I collected all the solutions so if anyone is having troubles, they can just pick and choose which ones they want to try.

Jul 17, 2008 4:12 AM in response to s1ipx

BTW, this is what several of us have referred to in several threads when we've said to change your DNS settings to use OpenDNS' DNS servers.

For a variety of reasons (unrelated to Mac OS X), many ISPs' ancient and standards-defying DNS servers are beginning to show problems that result in excruciatingly slow web surfing.

Many Vista machines have also been bitten by the same issues and can be fixed in the same way.

Aug 9, 2008 1:30 PM in response to Satoru Murata

Here was my solution. (none of the others worked for me)

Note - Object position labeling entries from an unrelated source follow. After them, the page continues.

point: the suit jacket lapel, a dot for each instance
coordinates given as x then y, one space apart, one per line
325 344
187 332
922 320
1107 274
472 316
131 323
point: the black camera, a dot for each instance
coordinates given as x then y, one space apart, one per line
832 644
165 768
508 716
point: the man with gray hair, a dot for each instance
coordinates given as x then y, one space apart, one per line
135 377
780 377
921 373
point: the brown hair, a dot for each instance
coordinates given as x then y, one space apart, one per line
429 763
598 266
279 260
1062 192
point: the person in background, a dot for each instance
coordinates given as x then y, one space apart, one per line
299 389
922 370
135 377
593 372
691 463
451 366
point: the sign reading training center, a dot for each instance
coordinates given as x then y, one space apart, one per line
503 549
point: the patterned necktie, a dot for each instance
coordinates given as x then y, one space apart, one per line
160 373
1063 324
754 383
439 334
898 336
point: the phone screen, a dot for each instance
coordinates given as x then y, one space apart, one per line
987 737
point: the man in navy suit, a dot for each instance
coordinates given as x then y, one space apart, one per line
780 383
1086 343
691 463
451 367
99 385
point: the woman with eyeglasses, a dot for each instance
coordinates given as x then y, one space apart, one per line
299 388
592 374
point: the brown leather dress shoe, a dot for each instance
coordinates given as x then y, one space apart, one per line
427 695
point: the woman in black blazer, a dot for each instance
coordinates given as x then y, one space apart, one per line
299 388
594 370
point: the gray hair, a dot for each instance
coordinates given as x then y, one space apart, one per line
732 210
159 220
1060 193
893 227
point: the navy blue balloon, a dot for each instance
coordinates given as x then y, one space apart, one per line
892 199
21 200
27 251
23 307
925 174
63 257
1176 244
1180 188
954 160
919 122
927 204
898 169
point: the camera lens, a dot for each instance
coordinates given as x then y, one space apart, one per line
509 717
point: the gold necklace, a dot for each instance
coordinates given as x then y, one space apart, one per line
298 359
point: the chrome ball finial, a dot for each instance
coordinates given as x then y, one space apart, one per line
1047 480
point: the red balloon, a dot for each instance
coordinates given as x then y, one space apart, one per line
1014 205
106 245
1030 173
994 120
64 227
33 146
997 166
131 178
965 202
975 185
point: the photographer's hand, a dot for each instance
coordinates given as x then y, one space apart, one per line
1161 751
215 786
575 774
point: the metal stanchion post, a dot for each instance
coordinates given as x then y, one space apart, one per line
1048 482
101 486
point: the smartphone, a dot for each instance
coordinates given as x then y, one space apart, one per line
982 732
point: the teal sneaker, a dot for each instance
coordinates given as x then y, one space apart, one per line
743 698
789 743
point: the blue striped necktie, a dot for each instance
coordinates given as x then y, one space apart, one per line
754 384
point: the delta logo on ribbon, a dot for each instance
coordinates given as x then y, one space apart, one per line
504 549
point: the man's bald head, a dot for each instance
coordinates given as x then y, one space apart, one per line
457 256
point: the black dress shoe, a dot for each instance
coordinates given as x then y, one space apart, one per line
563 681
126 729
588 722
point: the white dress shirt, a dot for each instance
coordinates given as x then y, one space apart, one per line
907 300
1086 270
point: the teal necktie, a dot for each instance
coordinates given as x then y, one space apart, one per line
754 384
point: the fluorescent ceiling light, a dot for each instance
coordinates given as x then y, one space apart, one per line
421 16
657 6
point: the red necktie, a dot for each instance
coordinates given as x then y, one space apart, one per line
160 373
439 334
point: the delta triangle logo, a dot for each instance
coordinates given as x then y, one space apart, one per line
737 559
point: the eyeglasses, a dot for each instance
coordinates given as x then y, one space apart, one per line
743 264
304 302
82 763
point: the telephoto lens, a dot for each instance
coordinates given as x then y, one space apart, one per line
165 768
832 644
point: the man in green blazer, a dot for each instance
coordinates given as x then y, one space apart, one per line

I changed the security on my netgear router to none. BUT I added wireless security of only registered mac addresses can connect. Hopefully this is safe enough. My speeds on my Macbook jumped from 4,000kbps to 10,000+kbps. There was no change to my wife's Windows machine however. Maybe my "n" card is faster than her "g" card even though it is not an "n" router. ???

Jim

Oct 29, 2008 7:49 PM in response to Satoru Murata

I tried the methods posted in this thread, but with the delayed_ack change to 0, I got the AFP copy speed from 700K to 1M, not a big improvment, I have also tried to copy a file from my iMac to MBP with FTP, the speed is about 2.7M, so there should be some problems of Leopard system.

My settings are listed below:
iMac 24" running Leopard 10.5.5 with cable connect to TP_LINK 941 router
MBP running Leopard 10.5.5 with wireless 802.11N connect to the router.

I have checked the connection speed of the wireless connection by using the network utility, it reports the speed is about 130MBPS, so it should not get so slow speed to copy files from my iMac to MBP by AFP/SMB.